Martin Pfister muss Schweizer Militärausgaben in München erklären

14.02.2026, 20:3514.02.2026, 20:35

Bundesrat Martin Pfister hat an der Sicherheitskonferenz in München erlebt, wie erklärungsbedürftig die vergleichsweise bescheidenen Schweizer Ausgaben für Verteidigung sind – gerade in der gegenwärtig unsicheren weltpolitischen Lage. Der Schweizer Verteidigungsminister nahm zum ersten Mal am hochkarätig besetzten internationalen Treffen teil.

Es habe Kritik daran gegeben, dass die Schweiz noch nicht einmal ein Prozent ihres Bruttoinlandsproduktes für Verteidigung aufwende, sagte Pfister in der «Tagesschau»-Hauptausgabe des Schweizer Fernsehens SRF vom Samstagabend in München. Die Nato-Mitgliedsländer dagegen haben sich verpflichtet, fünf Mal mehr auszugeben – nämlich fünf Prozent – für Verteidigungsausgaben in einem umfassenden Sinne.

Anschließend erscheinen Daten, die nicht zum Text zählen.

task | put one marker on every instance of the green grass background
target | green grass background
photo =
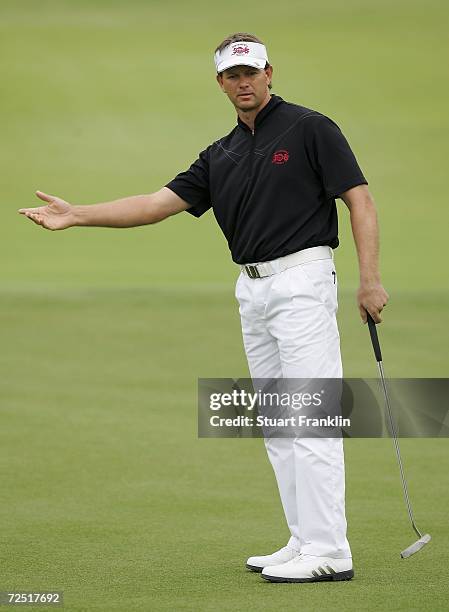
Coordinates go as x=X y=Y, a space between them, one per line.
x=106 y=492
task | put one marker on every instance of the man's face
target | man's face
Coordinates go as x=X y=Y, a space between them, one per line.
x=246 y=87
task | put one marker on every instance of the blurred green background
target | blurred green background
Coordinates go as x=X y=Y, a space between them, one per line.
x=107 y=493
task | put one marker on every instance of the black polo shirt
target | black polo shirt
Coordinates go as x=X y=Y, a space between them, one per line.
x=273 y=192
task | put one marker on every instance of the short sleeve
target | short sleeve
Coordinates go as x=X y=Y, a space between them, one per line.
x=332 y=157
x=193 y=185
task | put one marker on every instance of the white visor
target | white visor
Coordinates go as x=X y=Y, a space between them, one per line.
x=241 y=54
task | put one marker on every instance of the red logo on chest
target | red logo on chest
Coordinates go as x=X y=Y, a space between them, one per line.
x=280 y=157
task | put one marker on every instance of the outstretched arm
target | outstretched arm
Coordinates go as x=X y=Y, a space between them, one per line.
x=127 y=212
x=371 y=296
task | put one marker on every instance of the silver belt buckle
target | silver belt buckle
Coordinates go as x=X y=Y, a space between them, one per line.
x=252 y=271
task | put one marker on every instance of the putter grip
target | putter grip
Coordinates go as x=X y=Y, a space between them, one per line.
x=374 y=337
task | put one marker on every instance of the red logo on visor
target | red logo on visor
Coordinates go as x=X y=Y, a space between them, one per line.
x=280 y=157
x=240 y=50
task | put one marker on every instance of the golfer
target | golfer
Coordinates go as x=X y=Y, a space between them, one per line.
x=272 y=183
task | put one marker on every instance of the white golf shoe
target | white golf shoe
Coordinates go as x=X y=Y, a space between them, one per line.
x=305 y=568
x=256 y=564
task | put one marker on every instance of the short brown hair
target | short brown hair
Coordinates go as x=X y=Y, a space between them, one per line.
x=240 y=37
x=237 y=37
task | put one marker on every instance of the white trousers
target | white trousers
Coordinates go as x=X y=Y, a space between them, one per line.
x=290 y=330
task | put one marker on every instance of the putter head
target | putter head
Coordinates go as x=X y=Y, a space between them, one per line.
x=408 y=552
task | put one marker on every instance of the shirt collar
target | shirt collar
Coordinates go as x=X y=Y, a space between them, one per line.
x=274 y=101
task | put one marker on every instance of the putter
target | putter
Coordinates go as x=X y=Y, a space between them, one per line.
x=423 y=539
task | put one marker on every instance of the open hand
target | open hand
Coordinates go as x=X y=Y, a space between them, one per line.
x=56 y=215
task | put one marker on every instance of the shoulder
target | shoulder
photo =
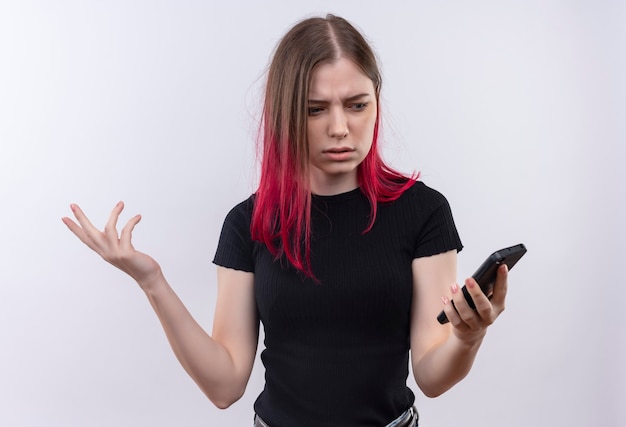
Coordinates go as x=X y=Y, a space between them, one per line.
x=423 y=196
x=242 y=211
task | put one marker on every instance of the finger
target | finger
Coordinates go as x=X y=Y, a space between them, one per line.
x=81 y=217
x=450 y=310
x=127 y=233
x=74 y=228
x=480 y=300
x=501 y=287
x=80 y=229
x=110 y=229
x=467 y=314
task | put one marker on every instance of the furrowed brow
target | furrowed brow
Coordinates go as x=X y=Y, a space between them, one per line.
x=349 y=99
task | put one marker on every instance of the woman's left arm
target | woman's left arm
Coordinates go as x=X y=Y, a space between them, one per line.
x=442 y=355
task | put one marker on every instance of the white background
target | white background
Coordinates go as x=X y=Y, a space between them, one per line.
x=515 y=110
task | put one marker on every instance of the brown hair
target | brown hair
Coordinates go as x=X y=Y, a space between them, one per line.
x=281 y=217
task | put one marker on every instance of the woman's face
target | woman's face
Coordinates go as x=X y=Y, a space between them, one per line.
x=340 y=129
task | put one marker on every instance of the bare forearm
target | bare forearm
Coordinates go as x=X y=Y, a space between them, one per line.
x=205 y=360
x=445 y=365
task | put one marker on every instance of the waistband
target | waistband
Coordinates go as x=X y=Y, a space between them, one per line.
x=409 y=418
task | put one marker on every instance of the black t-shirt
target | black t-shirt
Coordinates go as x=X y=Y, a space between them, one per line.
x=337 y=352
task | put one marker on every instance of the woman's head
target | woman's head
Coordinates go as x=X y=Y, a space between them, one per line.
x=281 y=217
x=310 y=43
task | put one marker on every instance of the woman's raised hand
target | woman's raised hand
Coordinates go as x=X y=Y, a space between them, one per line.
x=116 y=248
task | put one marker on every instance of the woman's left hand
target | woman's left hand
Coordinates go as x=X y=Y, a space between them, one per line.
x=468 y=324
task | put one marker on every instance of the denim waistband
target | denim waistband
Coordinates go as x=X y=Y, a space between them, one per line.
x=409 y=418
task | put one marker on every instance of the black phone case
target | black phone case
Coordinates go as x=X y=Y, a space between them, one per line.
x=485 y=276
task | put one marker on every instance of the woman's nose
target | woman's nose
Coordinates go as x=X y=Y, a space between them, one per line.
x=338 y=126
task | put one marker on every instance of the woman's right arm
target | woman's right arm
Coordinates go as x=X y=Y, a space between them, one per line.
x=220 y=364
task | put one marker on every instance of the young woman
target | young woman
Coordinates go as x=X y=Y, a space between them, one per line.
x=345 y=261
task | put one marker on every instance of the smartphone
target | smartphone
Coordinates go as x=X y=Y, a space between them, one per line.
x=485 y=276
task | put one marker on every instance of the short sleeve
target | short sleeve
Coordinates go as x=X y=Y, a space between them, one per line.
x=438 y=233
x=235 y=246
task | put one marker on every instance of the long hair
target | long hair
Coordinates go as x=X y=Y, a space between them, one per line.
x=281 y=217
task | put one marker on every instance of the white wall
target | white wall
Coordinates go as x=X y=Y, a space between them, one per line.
x=513 y=109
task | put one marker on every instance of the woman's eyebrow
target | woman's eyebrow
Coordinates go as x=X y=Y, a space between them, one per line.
x=349 y=99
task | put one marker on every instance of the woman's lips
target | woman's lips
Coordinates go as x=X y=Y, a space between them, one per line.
x=339 y=153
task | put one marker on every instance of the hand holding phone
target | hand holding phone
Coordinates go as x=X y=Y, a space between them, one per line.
x=486 y=274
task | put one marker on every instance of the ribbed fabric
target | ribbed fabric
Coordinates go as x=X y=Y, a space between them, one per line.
x=337 y=352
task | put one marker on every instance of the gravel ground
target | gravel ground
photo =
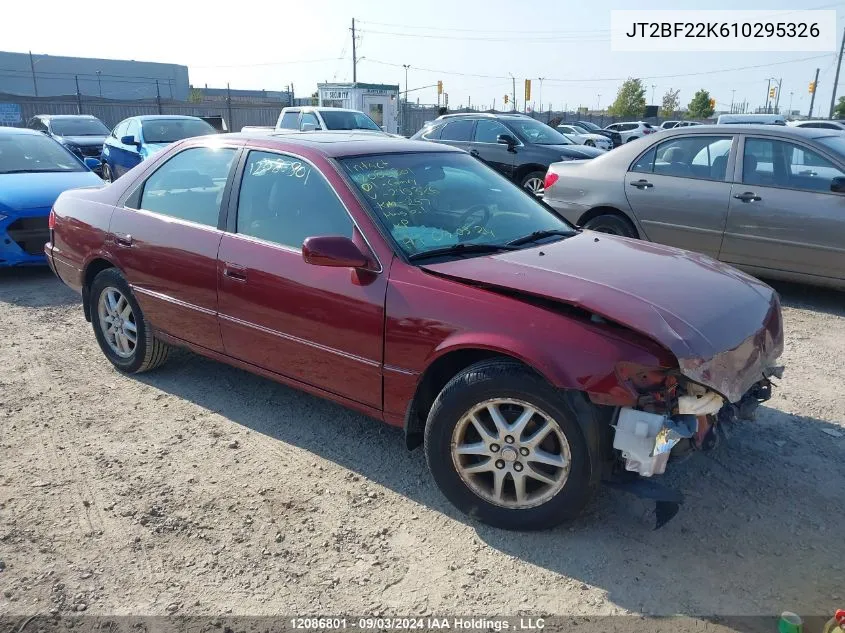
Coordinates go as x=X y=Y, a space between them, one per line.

Pfister habe unter anderen seine Amtskollegen aus den baltischen Ländern Estland, Lettland und Litauen sowie aus Slowenien und Irland getroffen und ihnen die Schweizer Verteidigungs- und Sicherheitspolitik erklärt, sagte der Sprecher des Verteidigungsdepartements VBS, Renato Kalbermatten, am Samstag der Nachrichtenagentur Keystone-SDA. Es sei auch über Kooperationen und gemeinsame Übungen gesprochen worden. (sda)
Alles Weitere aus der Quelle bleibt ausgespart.